第14話「守る空」

 泣き疲れて、もう何も出なくなったところで空は樹里の胸元から顔を離す。


「……樹里さん、ありがとうございました」


 お礼を言われた樹里は、困ったような曖昧な笑顔を浮かべていた。


「……私はなにもしていないだろう」

「いえ、胸を借りてすっきりしました」

「そうか。なら私の胸を貸したかいがあったというものだ」


 差し出された樹里の手をとって、空は立ち上がる。

 公義を見て、空はまた顔をくしゃっと歪ませながら、それでも見据える。


「公義さん、ごめんなさい。それとありがとうございます。私──」


 紡ぎかけたところで、小地球全体が横に激しく振動する。体を揺さぶられて、それでも大地をしっかりと踏みしめた空は、小地球の天井を見上げた。

 まず青が見えた。スカイナイトの背面装甲だ。背が見えるということは、小地球を守るように送られてきたのだろう。


「はい。はいっ……わかりました。空」


 手早くレシーバーでどこかと連絡を取っていた樹里が空を見つめて、問う。


「調さんからの連絡だ。戦況は芳しくなく、大地は苦戦している。スカイナイト三号機-アイギス-は見てのとおり、送り込まれている。あとは空に任せる、だそうだ」

 

 調らしい言伝だった。

 こういう時、調は強制しない。その人が選択するのを待ってくれている。

 決してどうでもいいから任せているわけではない。調は可能性に賭けているのだ。人がどう選択するか。どう動くのか。賭けてくれている。

 空は公義を一瞥する。

 こちらを注視しているが、目は空を見守るようで。

 自分が唾を飲み込む音が聞こえた。

 外がどうなっているかはわからないけど、確かに大地は苦戦しているのだろう。いまだ戦闘の音は聞こえているのだから。アイギスが送られてきたことからも、厳しい状況なのだろう。

 守ることがまだ怖くないと言えば嘘になる。

 また守れなかったらどうしようと、心が未知に震える。

 それでも。

 守らなかったら後悔する。守れなくても後悔して、守らなくても後悔に苛まれるなんて、そうなった自分を呪いたくもなるような性格だ。
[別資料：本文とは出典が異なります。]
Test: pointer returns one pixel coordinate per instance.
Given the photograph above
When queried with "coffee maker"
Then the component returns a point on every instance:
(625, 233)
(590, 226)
 ここで手をこまねいて、誰かが死ぬなんて見たくない。

 だから足は動き出す。


「行きます!」


 思いのほか、すんなりと声が出た。


「いってらっしゃーい!」


 天音の調子はずれの見送りに、空は手を振り返す。

 いけ、と心が命じる。

 守れないから無駄なんじゃない。守らなければ無駄なのだ。

 これまでスカイナイトで守ってきた全部、意味がない気がしていたけれど、決してそんなことはない。

 守れなかったことを胸に刻み込んで、次はもっと多くを守る。

 自分が止まっている間に失われるものを、少しでも減らす。

 それがいまの自分にできる守り方だ。


 ……

 …


 樹里は眩しく光り輝く者を見る瞳で、走り出した空を見つめる。

 まだ到達し得ないところにいる空を、羨ましく思う。

 遠い過去にいなくなってしまった友達を思い出しかけて、首を振る。いまは他にするべきことがある。

 公義に向き直って、樹里は頭を下げた。


「公義さん、ありがとうございました。空を救ってくれて」

「いえ……僕がずっと悩んでいるせいで空さんには苦しい思いをさせてしまいました」


 公義は自分のことのように空を気遣い、降ろした天音の頭を愛おしそうに撫でる。気持ちよさげに目を細めているのが可愛らしい。


「もっと早くに伝えられれば、よかったのですがね」


 公義が空のあとを追うように顔を向ける。穏やかに見えるがひそめた眉からは色々な感情を攪拌機に混ぜた、複雑怪奇なものが垣間見えた。

 公義が空に向けた言葉は、紛うことなき本心だったのだろう。それは声色と表情からもわかることだ。

 しかし感情というのは複雑で、推し量り切れない。心の気持ちは幾重にも重なって、ただ単純にひとつのことだけが真実になるわけでなかった。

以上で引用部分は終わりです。